How many undammed rivers remain in California?

It depends on whom you ask. After speaking to several experts, we came up with a short list, including the Smith, the Clavey, the South Fork of the Trinity and the Mattole.

According to Ron Stork, senior policy advocate for Friends of the River, only one river in the state is undammed from source to ocean: the Smith River, tucked up in the northwest corner of California near the Oregon border.

But the Smith isn't the only answer we got.

"The Cosumnes is the only major river that I know of that does not have a major dam on it," said Eli Ilano, deputy forest supervisor for the Tahoe National Forest, raising the question of what's considered a "major" river.

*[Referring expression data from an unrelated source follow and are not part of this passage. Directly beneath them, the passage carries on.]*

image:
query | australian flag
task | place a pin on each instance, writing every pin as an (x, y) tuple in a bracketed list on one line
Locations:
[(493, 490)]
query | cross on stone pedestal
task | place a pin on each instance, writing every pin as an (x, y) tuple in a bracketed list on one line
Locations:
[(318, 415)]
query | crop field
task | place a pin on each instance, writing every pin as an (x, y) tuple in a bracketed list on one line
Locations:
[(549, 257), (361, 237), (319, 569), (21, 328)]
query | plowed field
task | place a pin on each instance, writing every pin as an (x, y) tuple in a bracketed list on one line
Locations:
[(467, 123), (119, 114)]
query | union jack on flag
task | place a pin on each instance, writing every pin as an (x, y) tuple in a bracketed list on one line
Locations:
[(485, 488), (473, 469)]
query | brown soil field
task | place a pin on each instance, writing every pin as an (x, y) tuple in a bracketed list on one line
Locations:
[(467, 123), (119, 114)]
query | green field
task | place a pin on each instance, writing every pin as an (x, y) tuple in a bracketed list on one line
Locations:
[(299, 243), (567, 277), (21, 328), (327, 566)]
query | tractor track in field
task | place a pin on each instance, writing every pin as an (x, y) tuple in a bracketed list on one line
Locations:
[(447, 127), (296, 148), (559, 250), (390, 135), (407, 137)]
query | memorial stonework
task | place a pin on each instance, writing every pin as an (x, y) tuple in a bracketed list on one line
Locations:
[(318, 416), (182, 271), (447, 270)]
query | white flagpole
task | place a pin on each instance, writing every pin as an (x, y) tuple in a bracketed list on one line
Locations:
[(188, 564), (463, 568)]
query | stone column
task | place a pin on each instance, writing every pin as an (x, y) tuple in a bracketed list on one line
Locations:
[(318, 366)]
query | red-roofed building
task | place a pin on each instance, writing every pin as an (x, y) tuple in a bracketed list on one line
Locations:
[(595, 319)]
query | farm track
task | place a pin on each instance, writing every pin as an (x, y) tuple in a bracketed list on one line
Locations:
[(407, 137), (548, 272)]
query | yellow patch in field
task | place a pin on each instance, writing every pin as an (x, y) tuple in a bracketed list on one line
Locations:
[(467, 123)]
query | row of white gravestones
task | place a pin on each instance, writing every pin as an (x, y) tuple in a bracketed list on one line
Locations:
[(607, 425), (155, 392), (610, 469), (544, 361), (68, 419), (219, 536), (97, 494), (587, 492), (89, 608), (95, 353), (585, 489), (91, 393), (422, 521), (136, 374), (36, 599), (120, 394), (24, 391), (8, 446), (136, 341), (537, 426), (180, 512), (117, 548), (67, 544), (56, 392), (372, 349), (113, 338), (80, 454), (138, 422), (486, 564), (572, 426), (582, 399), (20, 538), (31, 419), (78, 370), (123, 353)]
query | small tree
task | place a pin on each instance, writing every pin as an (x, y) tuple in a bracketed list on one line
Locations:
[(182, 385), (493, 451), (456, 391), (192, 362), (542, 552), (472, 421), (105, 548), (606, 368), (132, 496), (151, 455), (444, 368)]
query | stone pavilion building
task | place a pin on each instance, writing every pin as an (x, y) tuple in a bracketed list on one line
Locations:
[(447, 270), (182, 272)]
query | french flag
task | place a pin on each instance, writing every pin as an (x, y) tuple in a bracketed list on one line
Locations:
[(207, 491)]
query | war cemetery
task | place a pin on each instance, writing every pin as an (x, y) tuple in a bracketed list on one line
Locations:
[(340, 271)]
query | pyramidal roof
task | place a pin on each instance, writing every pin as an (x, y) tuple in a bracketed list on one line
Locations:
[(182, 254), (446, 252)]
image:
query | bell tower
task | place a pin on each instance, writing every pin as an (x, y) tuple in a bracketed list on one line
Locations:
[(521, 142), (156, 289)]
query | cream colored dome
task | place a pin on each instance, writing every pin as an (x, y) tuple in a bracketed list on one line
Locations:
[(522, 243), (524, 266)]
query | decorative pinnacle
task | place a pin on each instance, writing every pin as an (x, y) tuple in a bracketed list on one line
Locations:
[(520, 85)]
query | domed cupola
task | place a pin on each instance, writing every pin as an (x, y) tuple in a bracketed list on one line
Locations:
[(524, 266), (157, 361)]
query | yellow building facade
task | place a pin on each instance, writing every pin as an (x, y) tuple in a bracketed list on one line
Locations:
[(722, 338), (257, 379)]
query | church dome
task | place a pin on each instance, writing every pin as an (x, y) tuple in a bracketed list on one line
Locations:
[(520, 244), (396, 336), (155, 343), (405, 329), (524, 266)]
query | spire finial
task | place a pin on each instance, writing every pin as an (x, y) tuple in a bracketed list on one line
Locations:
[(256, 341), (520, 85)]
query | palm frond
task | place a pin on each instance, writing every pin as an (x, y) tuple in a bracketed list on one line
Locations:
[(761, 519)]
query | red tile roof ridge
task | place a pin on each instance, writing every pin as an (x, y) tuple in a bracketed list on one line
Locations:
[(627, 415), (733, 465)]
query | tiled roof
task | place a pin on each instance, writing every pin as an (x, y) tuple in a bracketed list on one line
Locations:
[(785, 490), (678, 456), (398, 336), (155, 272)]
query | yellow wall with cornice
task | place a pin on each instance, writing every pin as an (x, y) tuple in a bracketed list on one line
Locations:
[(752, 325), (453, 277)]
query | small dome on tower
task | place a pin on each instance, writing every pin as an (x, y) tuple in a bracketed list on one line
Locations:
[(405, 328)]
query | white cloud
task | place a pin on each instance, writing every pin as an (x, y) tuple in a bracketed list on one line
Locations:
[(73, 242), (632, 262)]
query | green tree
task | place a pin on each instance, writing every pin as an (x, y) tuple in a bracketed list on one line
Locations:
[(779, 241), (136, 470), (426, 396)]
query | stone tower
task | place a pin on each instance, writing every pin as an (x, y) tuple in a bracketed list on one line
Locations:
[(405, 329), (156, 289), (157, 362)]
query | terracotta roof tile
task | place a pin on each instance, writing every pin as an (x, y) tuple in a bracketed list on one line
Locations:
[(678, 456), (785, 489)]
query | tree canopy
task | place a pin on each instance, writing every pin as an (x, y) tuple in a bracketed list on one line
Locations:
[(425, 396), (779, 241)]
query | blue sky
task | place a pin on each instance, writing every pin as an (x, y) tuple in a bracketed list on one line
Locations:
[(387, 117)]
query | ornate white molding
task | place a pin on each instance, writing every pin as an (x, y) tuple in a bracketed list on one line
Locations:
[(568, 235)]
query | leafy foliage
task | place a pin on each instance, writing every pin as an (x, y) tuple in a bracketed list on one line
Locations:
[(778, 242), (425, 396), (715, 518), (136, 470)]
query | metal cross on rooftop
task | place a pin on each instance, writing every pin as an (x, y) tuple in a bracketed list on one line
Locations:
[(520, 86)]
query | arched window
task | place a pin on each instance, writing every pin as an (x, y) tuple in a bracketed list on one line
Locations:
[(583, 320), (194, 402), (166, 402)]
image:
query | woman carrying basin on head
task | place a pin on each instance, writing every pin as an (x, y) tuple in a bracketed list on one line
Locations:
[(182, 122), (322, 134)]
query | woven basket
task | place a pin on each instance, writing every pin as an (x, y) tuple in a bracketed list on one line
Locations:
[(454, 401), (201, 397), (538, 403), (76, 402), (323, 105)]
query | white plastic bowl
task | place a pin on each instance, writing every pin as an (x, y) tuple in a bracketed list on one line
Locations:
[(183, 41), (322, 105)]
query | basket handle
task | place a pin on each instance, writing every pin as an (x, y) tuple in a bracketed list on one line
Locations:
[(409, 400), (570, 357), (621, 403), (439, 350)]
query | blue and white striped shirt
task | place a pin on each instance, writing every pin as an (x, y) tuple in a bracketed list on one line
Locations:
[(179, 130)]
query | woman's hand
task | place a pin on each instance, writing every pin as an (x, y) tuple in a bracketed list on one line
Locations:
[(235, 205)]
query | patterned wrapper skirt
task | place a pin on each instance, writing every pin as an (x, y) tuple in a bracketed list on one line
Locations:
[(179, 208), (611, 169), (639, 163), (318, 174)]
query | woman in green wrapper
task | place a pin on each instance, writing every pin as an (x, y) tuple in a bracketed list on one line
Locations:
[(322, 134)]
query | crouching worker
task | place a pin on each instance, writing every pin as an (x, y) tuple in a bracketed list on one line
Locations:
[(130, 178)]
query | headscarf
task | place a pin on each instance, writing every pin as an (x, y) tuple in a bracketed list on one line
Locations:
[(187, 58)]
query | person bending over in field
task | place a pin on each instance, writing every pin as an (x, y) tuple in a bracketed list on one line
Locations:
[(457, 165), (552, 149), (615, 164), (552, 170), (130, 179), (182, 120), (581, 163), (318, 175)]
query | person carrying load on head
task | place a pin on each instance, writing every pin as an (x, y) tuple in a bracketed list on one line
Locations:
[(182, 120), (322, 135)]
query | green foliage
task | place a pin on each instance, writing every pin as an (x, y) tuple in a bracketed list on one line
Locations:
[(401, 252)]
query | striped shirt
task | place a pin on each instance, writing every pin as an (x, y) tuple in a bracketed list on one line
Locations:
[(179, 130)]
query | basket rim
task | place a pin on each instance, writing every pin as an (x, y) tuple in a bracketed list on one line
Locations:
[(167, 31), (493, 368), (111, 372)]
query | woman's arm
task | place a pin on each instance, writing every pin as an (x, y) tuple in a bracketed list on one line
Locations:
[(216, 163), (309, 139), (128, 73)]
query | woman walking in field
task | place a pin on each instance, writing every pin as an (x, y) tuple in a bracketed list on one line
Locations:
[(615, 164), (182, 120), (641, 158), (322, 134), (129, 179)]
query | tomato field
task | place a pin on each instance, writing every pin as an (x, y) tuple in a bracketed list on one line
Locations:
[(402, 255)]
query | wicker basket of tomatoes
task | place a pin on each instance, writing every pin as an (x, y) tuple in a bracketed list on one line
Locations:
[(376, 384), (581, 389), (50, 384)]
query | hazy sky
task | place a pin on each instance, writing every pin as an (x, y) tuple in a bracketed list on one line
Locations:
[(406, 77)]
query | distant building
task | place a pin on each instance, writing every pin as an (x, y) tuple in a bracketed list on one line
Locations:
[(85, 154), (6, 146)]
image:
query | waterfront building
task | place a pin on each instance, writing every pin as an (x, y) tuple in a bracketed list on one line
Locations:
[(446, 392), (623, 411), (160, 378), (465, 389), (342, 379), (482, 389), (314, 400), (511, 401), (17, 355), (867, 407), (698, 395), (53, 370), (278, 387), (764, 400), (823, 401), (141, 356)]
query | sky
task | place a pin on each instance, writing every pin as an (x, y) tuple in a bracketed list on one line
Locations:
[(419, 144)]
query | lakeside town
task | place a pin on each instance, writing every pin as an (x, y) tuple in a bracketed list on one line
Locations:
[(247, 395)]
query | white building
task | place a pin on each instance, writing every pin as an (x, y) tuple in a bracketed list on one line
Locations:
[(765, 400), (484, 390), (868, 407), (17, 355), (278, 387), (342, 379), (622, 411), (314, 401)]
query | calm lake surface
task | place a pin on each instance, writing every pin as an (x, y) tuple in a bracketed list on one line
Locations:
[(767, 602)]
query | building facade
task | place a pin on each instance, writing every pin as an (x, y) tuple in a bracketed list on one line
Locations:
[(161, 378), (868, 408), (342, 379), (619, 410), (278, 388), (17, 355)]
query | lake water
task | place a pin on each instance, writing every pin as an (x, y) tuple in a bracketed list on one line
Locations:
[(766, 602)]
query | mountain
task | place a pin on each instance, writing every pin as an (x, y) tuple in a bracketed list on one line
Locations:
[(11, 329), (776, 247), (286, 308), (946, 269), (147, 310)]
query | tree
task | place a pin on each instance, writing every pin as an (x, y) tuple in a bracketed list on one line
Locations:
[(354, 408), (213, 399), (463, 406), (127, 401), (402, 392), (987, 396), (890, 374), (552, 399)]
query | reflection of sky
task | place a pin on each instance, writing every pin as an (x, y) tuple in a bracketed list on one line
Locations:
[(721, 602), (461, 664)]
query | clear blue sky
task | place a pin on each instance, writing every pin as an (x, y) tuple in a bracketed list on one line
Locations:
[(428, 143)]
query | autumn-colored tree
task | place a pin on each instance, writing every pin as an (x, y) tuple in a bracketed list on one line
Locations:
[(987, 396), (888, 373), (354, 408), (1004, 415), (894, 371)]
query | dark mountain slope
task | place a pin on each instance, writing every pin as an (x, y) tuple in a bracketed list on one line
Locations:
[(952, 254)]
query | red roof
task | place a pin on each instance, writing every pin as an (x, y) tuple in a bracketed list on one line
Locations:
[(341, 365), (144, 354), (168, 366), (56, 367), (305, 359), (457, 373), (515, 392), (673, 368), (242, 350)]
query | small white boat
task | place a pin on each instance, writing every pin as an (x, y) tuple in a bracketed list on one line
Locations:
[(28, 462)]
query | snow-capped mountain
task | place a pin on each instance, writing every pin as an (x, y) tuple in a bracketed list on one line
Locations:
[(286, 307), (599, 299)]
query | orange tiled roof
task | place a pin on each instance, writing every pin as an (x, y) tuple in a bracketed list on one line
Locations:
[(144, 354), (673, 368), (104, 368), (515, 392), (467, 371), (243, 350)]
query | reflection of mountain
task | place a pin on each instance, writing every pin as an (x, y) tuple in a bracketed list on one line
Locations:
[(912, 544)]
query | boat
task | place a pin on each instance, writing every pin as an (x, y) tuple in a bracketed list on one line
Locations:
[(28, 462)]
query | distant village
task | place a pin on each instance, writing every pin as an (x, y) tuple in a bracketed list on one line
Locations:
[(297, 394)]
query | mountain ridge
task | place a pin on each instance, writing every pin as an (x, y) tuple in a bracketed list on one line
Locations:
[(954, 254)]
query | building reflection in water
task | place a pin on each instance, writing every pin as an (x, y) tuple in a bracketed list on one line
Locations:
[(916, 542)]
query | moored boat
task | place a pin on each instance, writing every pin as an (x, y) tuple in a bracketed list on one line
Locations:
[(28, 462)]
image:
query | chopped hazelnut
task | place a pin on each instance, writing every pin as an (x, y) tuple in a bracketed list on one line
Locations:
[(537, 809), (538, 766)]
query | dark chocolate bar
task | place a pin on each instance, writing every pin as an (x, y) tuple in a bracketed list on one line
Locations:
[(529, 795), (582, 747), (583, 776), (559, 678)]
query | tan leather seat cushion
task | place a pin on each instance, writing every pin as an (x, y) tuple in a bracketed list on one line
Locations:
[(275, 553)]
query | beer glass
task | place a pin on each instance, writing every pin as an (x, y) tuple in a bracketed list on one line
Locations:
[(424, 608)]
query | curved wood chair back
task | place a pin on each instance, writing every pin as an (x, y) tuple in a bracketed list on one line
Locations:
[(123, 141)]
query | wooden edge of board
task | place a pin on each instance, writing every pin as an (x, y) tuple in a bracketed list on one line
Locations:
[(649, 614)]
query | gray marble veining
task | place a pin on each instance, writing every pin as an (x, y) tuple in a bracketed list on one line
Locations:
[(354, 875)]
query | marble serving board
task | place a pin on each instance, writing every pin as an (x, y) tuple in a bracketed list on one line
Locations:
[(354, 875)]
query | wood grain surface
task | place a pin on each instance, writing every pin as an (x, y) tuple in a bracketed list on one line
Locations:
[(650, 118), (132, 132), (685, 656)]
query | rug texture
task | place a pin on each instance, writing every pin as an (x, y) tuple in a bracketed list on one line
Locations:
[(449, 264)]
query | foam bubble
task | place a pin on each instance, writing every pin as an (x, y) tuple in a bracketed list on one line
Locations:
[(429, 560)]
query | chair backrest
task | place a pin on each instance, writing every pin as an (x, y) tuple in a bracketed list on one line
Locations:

"There is a small dam on [the Cosumnes]," Steve Rothert, the California Director at American Rivers pointed out. "I think it's now sort of defunct, but it does have a dam on it."

Instead, Rothert pointed to a small tributary of the Tuolumne. "Many people consider there to be one river that's not dammed in California, and that's the Clavey River."

Others suggested the Mattole in the Lost Coast and the South Fork of the heavily dammed and diverted Trinity River.

It all depends what your definition of "dam" is, said Jeanine Jones, interstate resources manager for the California Department of Water Resources. "There are some rivers that people conventionally speak of as being "undammed," but in fact have some small diversion dams on them."

It also depends on what your definition of "river" is.

"In some respects this issue is a little bit harder in California because of our very climate and the fact that we do have some rivers that are very wet and some that are basically ephemeral streams," Jones said.

"Anyway you cut it," said Stork of Friends of the River, "we dammed a heck of a lot of rivers."